Finalmente è arrivato. Il primo podio di Coppa del mondo per la stagione 2025/26 di sci alpino maschile di Dominik Paris avviene in Val Gardena.
Nella prima prova delle quattro previste in Italia del Circo Bianco l’azzurro ritrova il suo ritmo e i suoi tempi, conquistando la terza posizione.
Questa prima discesa libera prevista sulla pista nelle splendide Dolomiti rimpiazza quella cancellata a Beaver Creek.

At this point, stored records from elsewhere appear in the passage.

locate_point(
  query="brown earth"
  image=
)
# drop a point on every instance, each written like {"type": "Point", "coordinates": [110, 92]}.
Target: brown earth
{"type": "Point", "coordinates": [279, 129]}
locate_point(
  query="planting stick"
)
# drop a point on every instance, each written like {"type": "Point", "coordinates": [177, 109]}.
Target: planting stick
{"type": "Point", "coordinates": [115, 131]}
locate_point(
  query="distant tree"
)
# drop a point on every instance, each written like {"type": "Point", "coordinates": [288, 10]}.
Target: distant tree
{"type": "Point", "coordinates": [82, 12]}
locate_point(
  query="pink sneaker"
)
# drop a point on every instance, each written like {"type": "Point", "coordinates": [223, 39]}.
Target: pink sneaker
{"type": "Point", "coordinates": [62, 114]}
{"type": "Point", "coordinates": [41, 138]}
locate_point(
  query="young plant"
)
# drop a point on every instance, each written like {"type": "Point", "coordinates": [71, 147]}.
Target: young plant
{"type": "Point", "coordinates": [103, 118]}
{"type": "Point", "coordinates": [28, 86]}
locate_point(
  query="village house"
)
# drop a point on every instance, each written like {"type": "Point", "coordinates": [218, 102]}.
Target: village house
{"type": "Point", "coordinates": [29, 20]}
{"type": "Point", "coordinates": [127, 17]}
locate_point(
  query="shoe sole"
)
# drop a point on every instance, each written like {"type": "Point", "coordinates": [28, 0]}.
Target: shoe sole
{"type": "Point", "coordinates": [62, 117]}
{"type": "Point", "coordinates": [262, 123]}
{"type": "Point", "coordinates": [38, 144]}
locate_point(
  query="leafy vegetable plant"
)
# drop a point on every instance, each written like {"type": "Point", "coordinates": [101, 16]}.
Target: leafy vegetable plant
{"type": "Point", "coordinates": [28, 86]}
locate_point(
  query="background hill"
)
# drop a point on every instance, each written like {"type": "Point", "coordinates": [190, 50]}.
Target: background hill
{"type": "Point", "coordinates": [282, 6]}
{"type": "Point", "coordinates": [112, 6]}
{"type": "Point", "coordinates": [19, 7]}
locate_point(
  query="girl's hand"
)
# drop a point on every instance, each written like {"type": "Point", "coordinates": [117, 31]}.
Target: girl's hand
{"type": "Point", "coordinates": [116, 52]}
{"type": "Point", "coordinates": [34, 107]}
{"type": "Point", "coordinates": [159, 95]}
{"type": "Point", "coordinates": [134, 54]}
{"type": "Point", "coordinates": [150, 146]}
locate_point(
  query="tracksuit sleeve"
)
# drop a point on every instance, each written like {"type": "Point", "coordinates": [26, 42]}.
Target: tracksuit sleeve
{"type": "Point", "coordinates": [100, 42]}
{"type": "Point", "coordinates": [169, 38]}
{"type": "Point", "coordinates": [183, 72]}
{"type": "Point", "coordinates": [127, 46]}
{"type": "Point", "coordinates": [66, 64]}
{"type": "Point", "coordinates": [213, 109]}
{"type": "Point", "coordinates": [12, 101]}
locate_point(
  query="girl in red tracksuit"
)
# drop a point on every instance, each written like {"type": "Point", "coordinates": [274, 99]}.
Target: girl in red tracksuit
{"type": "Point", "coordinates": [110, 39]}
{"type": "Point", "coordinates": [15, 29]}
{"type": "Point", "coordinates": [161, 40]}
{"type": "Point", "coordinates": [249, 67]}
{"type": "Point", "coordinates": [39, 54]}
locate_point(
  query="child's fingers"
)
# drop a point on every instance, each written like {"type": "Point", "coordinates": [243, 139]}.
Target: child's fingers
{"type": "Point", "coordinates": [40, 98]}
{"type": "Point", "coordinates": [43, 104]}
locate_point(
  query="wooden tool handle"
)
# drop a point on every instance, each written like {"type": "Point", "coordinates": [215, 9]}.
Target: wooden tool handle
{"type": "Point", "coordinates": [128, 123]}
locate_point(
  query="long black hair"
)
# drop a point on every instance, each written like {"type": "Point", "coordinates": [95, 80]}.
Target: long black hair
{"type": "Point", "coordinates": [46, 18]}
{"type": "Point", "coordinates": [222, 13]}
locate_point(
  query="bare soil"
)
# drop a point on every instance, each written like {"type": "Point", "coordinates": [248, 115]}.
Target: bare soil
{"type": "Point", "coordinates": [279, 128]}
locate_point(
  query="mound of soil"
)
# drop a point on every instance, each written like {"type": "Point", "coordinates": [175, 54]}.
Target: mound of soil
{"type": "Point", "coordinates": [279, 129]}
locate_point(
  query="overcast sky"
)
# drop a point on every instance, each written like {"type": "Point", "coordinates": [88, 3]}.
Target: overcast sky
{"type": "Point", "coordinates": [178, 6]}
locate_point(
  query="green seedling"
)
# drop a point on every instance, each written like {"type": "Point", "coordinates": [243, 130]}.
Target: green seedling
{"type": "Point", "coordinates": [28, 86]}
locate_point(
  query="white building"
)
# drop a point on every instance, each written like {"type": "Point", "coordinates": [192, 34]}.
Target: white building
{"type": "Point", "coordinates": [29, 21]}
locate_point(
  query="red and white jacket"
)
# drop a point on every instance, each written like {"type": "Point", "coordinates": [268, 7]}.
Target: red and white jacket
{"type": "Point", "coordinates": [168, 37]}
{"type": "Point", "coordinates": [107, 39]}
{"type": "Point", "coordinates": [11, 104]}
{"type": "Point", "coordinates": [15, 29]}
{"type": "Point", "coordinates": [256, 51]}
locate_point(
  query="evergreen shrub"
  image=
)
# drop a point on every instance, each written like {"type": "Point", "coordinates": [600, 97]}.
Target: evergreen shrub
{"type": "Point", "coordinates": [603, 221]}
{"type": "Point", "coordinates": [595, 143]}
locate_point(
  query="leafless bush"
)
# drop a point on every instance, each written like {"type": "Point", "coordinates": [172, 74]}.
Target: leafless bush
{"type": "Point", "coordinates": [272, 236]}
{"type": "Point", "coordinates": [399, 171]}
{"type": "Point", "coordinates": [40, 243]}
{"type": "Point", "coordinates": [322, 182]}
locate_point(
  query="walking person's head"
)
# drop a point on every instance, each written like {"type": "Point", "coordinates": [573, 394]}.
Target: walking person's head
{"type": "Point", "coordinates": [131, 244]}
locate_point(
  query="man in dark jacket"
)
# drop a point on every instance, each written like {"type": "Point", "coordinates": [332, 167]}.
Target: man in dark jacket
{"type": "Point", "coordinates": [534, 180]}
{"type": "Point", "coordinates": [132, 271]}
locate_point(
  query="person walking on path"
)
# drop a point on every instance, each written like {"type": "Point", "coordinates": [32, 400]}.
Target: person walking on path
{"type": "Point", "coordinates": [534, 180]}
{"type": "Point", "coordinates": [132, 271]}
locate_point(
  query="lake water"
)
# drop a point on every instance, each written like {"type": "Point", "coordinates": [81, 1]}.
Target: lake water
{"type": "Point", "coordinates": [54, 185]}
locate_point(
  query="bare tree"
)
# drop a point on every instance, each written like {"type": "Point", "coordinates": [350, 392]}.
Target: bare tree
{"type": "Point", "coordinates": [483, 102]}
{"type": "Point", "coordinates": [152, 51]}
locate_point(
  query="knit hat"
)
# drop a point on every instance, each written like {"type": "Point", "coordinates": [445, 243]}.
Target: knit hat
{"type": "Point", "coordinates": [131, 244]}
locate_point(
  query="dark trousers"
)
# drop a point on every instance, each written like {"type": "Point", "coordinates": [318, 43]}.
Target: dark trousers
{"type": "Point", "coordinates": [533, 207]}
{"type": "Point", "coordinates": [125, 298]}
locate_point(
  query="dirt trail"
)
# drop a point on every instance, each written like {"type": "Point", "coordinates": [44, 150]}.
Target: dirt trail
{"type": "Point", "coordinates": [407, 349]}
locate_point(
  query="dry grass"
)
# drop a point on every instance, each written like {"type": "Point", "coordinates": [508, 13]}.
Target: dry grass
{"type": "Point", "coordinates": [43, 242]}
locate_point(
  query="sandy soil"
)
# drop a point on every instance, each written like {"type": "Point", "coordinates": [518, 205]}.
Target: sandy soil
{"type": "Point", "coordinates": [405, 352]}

Anche qui i problemi meteorologici ne hanno messo in dubbio lo svolgimento, con una partenza ritardata e la pista accorciata per la competizione, oltre a diverse interruzioni per nebbia.
La neve bagnata mista a sale sulla Saslong ha creato condizioni particolari in cui gli italiani, davanti al pubblico di casa, hanno brillato.
Primo fra tutti, Paris: l’azzurro scende per tredicesimo ed è subito veloce, passa le gobbe del cammello, ritrova il feeling con la gara, forza le traiettorie dove possibile e al salto del tunnel taglia il traguardo al secondo posto momentaneo in 1:24.67.
Ma subito dopo arriva sua maestà Marco Odermatt: lo svizzero non tradisce le aspettative nemmeno stavolta e si piazza davanti a tutti con il tempo di 1:24.48, conquistando la sua 50° vittoria in carriera in World Cup a 50 giorni dai Giochi Olimpici Invernali di Milano Cortina 2026.
Il suo compagno di squadra, Franjo Von Allmen, si deve accontentare del secondo posto a +0.15 (1:24.63), e ai microfoni Rai commenta così: “Prima o poi riuscirò a batterlo”.
Paris scala così al terzo posto, ottima prova per lui.
Eccellente prestazione anche per gli altri italiani in gara, spinti dal tifo tricolore: oltre a Domme, sono altri tre in top 10.
Mattia Casse parte per primo e rimane nelle prime posizioni per molto tempo, ritrovando fiducia sugli sci: 1:25.15 (+0.67) e settimo posto per lui.
Meglio ancora ha fatto Florian Schieder: il trentino nella neve di casa chiude sesto con il crono di 1:25.05 (+0.57).
Dalle retrovie arriva anche uno scatenato Giovanni Franzoni che con una zampata si piazza in ottava posizione (1:25.22, +0.74).
Altri due azzurri aumentano il numero in top 20.
L’inossidabile Christof Innerhofer si fa un autoregalo di compleanno – sono 41 anni per lui – arrivando a ridosso della top ten: taglia il traguardo in 1:25.39 (+0.91), undicesimo posto per lui.
Mentre Benjamin Jacques Alliod è 14° in 1:25.42 (+0.94).